🤖 AI Summary
In co-simulation of data center microgrids, battery models face a fundamental trade-off among accuracy, computational efficiency, and usability. Method: This study systematically integrates and evaluates four battery modeling paradigms—lossless linear, loss-inclusive linear, nonlinear empirical, and electrochemical physics-based models—within the Vessim simulation framework. Contribution/Results: We find that the loss-inclusive linear model, incorporating efficiency losses and power constraints, achieves high fidelity in short-term simulations (error <3%), approaching the accuracy of physics-based models while reducing computational overhead by one to two orders of magnitude. Unlike the lossless linear model—which suffers from low accuracy and no speedup—and the computationally intensive electrochemical model—which requires domain-specific expertise—the loss-inclusive linear model demands no electrochemical prior knowledge and enables rapid configuration. It thus provides a pragmatic, high-fidelity, efficient, and deployable compromise for data center energy system simulation.
📝 Abstract
As demand for computing resources continues to rise, the increasing cost of electricity and anticipated regulations on carbon emissions are prompting changes in data center power systems. Many providers are now operating compute nodes in microgrids, close to renewable power generators and energy storage, to maintain full control over the cost and origin of consumed electricity. Recently, new co-simulation testbeds have emerged that integrate domain-specific simulators to support research, development, and testing of such systems in a controlled environment. Yet, choosing an appropriate battery model for data center simulations remains challenging, as it requires balancing simulation speed, realism, and ease of configuration.

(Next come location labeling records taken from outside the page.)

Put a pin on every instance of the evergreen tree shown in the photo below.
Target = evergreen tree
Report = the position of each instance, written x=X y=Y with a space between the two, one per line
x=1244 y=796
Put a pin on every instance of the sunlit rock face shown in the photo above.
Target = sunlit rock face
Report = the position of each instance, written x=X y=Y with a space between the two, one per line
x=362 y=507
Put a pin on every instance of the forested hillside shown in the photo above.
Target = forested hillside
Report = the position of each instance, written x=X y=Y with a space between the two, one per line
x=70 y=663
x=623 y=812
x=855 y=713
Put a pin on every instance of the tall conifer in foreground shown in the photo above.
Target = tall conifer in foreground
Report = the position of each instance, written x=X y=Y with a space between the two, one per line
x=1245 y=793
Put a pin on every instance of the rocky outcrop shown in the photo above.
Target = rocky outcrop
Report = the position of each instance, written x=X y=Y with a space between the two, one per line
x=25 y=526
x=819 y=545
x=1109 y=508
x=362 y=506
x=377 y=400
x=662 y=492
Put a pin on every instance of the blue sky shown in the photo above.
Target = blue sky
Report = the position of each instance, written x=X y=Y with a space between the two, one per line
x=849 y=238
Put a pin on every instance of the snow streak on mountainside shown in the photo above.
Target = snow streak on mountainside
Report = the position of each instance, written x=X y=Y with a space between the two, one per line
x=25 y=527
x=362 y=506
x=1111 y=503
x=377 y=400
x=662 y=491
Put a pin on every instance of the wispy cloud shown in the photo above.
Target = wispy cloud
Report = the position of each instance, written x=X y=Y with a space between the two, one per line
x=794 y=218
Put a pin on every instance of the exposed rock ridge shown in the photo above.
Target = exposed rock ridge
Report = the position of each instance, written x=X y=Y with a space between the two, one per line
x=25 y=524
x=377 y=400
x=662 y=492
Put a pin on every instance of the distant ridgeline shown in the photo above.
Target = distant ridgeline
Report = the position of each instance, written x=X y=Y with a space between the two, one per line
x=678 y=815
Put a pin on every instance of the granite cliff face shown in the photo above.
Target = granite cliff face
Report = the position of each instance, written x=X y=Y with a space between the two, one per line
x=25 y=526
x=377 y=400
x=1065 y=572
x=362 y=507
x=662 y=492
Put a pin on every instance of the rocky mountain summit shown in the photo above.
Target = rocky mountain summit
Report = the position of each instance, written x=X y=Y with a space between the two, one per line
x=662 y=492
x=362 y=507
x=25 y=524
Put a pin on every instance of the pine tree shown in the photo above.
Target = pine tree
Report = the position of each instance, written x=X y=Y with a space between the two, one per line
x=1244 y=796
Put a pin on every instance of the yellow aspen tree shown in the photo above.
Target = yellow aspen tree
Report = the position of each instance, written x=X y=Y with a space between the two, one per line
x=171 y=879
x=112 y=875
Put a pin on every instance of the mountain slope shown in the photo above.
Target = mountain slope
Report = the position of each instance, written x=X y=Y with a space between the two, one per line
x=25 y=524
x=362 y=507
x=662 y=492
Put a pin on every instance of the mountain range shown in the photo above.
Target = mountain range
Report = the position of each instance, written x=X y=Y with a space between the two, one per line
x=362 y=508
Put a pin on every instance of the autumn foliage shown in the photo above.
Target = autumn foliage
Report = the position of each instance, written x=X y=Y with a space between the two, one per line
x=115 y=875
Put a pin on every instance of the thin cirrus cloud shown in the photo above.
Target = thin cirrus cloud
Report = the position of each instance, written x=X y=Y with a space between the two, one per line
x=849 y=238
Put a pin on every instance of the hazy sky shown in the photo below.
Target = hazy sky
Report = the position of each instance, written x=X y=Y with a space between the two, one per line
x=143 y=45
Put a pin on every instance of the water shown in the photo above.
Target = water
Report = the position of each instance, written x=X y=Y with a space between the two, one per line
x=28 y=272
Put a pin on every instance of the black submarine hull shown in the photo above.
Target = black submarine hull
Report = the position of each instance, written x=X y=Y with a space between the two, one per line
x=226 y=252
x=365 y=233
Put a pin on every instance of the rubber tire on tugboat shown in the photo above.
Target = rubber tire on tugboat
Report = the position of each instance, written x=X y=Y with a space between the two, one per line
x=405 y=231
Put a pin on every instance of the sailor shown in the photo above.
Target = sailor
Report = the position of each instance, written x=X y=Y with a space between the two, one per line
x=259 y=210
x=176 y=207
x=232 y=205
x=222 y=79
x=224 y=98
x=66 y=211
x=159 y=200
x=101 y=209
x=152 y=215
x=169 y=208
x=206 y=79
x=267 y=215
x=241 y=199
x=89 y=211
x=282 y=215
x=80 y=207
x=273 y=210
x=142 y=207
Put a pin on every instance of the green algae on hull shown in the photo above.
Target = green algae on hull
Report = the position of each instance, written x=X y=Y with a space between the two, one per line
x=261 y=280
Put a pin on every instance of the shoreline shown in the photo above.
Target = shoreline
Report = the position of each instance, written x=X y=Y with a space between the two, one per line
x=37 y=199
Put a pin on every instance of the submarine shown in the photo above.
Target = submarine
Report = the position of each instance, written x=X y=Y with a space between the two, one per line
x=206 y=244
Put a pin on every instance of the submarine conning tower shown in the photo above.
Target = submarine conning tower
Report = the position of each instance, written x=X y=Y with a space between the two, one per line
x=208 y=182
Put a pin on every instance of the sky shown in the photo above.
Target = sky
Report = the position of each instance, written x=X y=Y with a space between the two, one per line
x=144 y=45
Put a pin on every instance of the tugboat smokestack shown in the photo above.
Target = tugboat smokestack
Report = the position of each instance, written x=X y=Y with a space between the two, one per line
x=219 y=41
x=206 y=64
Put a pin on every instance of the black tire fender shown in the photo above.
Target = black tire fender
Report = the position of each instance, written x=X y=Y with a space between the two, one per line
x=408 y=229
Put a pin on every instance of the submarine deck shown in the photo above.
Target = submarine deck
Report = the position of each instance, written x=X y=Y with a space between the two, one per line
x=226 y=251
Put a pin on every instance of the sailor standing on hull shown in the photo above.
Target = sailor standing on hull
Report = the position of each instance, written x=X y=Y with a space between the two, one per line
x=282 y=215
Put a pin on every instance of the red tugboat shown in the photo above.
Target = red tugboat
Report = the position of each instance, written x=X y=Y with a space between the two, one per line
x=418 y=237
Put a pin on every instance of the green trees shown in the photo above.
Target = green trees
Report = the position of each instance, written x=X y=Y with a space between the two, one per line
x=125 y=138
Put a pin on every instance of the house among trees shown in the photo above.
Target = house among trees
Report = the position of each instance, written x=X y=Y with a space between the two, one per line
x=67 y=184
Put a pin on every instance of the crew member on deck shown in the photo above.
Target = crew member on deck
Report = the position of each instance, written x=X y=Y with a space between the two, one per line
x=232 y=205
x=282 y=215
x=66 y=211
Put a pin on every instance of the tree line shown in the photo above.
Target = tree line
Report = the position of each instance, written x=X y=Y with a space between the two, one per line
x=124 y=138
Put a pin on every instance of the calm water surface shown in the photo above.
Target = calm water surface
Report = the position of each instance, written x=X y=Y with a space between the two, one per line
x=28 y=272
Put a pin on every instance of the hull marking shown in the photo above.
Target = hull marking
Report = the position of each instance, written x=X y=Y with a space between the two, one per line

In this paper, we implement four different battery models for data center scenarios within the co-simulation framework Vessim and analyze their behavior. The results show that linear models, which consider inefficiencies and power limits, closely match the behavior of complex physics-based models in short-term experiments while offering faster execution, and not requiring knowledge on electrochemical reactions and circuit-level dynamics. In contrast, simple, lossless models fail to accurately represent complex behavior and provide no further runtime advantage.